Participants were also excited to connect with their family history. Lauren Ito, accompanied by her parents from Washington State, said Harms Okazaki helped her find more information about her great-uncle Riuichi Ipponsugi. Another participant, Shari Arai DeBoer, said her grandfather Kaiichi Suzuki also came to the island.

“It was nice to come, to be with a group of people, because before when we came, we would come on our own and stumble. But it’s nice to have this extra community of people that I know. is enjoyable,” she told Nichi Bei Weekly.

Since the previous pilgrimage in 2018, the Angel Island Immigration Station Foundation has also opened the Angel Island Immigration Museum located inside the old station hospital. Danielle Wetmore, program manager for the Angel Island Immigration Station Foundation, noted the building’s importance as a gatekeeper for immigration to the continental United States.

“Part of the immigration process was an incredibly invasive and racist health inspection,” she said during the program. “Sanitary arrangements were put in place after the fact, after inspectors determined what sorts of illnesses would keep people out. And we use this space to tell this story, but also others. It is a more formal exhibition space with a rotating exhibition gallery.

The Angel Island Immigration Museum opened in January in the old hospital building. “Taken From Their Families,” a new permanent exhibit in the Old Mess Hall, examines people of Japanese descent detained at the Hawai’i and West Coast Immigration Station during World War II. photo by Mark Shigenaga

Also new is the exhibit “From Their Families: Japanese American Incarceration on Angel Island During World War II,” which explores the detention of some 600 people of Japanese descent from Hawai’i and another 100 from west coast held at Angel Island en route to other places of detention.

The museum is currently presenting the temporary exhibition “The Enemy Alien Files: Hidden Stories of World War II”, produced by the National Japanese American Historical Society, the Japanese Peruvian Oral History Project, the American Italian Studies Association – Western Regional Chapter and the ‘German American Internee Coalition. Grace Shimizu, director of the Japanese Peruvian Oral History Project, gave two talks at the museum to discuss lesser-known aspects of wartime discrimination and incarceration through the lens of German Americans and Peruvians. of Japanese descent.

Shimizu highlighted how the exhibit sheds light on the history of the war and also reminds viewers how important it remains today, especially through the ongoing issue of Japanese Latin Americans seeking redress from the United States government. United.

“When we try to look at our history, we don’t just look at what happened 80 years ago, our history goes all the way back to today, and part of the significance of that is…that ‘By telling our story, it’s not just about knowing better what happened to our family, we want to make sure that what happened to us doesn’t happen to us or any other family again,’ Shimizu said.

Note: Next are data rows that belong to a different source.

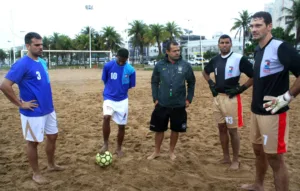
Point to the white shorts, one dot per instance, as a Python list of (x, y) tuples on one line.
[(34, 127), (117, 109)]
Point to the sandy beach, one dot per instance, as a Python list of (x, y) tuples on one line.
[(77, 95)]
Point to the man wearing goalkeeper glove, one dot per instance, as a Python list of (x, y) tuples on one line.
[(227, 68), (274, 59)]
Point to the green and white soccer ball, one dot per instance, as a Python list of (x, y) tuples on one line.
[(104, 159)]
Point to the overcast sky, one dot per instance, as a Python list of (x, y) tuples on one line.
[(70, 16)]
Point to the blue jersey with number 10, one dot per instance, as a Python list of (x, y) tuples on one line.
[(117, 80)]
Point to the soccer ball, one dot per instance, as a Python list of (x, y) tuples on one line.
[(104, 159)]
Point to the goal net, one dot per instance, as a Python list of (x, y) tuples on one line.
[(74, 58)]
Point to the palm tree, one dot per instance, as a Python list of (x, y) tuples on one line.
[(173, 29), (241, 24), (138, 31), (157, 33), (3, 56), (294, 15), (112, 39)]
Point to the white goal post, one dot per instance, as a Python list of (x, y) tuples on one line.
[(56, 58)]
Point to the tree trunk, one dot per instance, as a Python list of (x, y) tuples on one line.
[(141, 53), (159, 47), (297, 36), (243, 48)]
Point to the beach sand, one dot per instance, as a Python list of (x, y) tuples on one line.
[(77, 95)]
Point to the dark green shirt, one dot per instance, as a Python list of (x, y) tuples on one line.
[(169, 81)]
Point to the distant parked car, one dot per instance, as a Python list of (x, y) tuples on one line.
[(153, 62)]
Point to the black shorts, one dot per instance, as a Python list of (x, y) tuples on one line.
[(161, 115)]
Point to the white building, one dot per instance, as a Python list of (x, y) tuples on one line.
[(205, 45), (275, 9)]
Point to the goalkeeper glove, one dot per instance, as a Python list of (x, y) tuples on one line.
[(212, 87), (235, 91), (276, 103)]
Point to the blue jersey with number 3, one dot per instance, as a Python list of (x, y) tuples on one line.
[(117, 80), (34, 84)]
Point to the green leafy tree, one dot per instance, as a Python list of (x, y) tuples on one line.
[(173, 30), (209, 54), (3, 55), (112, 39), (138, 32), (293, 14), (158, 34), (279, 32)]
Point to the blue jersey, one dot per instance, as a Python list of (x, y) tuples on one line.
[(117, 80), (34, 84)]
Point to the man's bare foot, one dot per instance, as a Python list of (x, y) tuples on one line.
[(225, 161), (235, 165), (252, 187), (172, 156), (55, 168), (119, 153), (103, 149), (39, 179), (153, 156)]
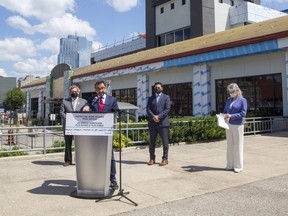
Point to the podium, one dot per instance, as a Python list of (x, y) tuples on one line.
[(93, 137)]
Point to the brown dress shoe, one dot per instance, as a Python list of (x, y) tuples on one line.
[(66, 164), (151, 162), (163, 162)]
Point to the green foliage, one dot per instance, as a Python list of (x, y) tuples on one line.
[(11, 154), (14, 99), (195, 129), (57, 144), (189, 129), (124, 140)]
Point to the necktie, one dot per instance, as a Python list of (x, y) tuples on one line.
[(157, 97), (101, 104), (74, 103)]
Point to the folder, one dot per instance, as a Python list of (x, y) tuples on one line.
[(221, 122)]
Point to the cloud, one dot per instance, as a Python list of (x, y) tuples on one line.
[(50, 44), (15, 49), (39, 9), (3, 72), (65, 25), (18, 22), (96, 46), (123, 5), (55, 27), (36, 67)]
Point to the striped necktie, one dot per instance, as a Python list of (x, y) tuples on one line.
[(101, 104)]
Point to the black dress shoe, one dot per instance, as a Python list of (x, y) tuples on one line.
[(114, 185)]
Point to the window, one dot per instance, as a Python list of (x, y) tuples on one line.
[(169, 38), (178, 35), (187, 33), (161, 40), (263, 94), (181, 98), (126, 95)]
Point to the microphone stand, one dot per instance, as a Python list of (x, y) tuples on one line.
[(121, 192)]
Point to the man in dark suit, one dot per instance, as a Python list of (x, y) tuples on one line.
[(158, 108), (73, 103), (104, 103)]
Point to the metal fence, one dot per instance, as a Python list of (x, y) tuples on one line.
[(40, 139)]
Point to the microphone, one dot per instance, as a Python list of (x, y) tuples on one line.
[(95, 100)]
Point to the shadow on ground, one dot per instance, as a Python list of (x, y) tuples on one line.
[(192, 168), (55, 187)]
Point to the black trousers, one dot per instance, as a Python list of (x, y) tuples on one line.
[(68, 148), (164, 134)]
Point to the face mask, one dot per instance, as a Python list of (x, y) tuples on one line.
[(74, 95), (157, 90)]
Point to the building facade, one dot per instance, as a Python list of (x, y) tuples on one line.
[(6, 84), (75, 51), (169, 21), (195, 72)]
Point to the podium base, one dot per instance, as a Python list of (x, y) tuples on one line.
[(75, 194)]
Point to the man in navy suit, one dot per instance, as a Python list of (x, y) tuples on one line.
[(73, 103), (158, 108), (104, 103)]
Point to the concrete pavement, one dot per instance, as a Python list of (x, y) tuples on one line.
[(194, 183)]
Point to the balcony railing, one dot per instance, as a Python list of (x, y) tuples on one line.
[(40, 139)]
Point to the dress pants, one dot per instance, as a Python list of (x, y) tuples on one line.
[(235, 139), (164, 134), (113, 168), (68, 148)]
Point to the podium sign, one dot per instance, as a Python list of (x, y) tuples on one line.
[(93, 136), (87, 123)]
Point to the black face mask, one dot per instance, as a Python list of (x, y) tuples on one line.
[(157, 90), (74, 94)]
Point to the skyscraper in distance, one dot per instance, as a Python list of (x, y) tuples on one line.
[(75, 51)]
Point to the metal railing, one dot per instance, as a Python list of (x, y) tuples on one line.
[(40, 139)]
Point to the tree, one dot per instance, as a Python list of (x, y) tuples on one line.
[(14, 99)]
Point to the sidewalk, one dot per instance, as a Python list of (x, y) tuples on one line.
[(194, 182)]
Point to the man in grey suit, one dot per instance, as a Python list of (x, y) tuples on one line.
[(158, 108), (103, 102), (73, 103)]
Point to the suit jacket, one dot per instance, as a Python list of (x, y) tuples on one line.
[(110, 104), (162, 109), (66, 106), (237, 111)]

A crowd of about 300 people attended the program that day. Taguma said he limited publicity of the pilgrimage to take overcrowding precautions against COVID-19, but the event also brought together participants bussed from San Jose and Sacramento, Calif., funded by a grant. of California Humanities. Taguma added that participants from as far away as London have joined this year’s pilgrimage.

Ann Okamura took the bus from Sacramento to attend the pilgrimage. “I’ve never been here on Angel Island. It was my chance,” she told Nichi Bei Weekly. “Couple of friends (attended) to keep me company too.”

Others, like Ruth Shimomura of Woodland, Calif., have been involved in finding a connection to their family histories. Shimomura says his father Noboru

Aoki, a Kibei Nisei, was detained on the island when he attempted to return to the United States

“He wrote ‘hell on earth,'” Shimomura said on a sculpture his father had left somewhere in the barracks at the immigration station. She lamented that she could not find this particular sculpture when she visited.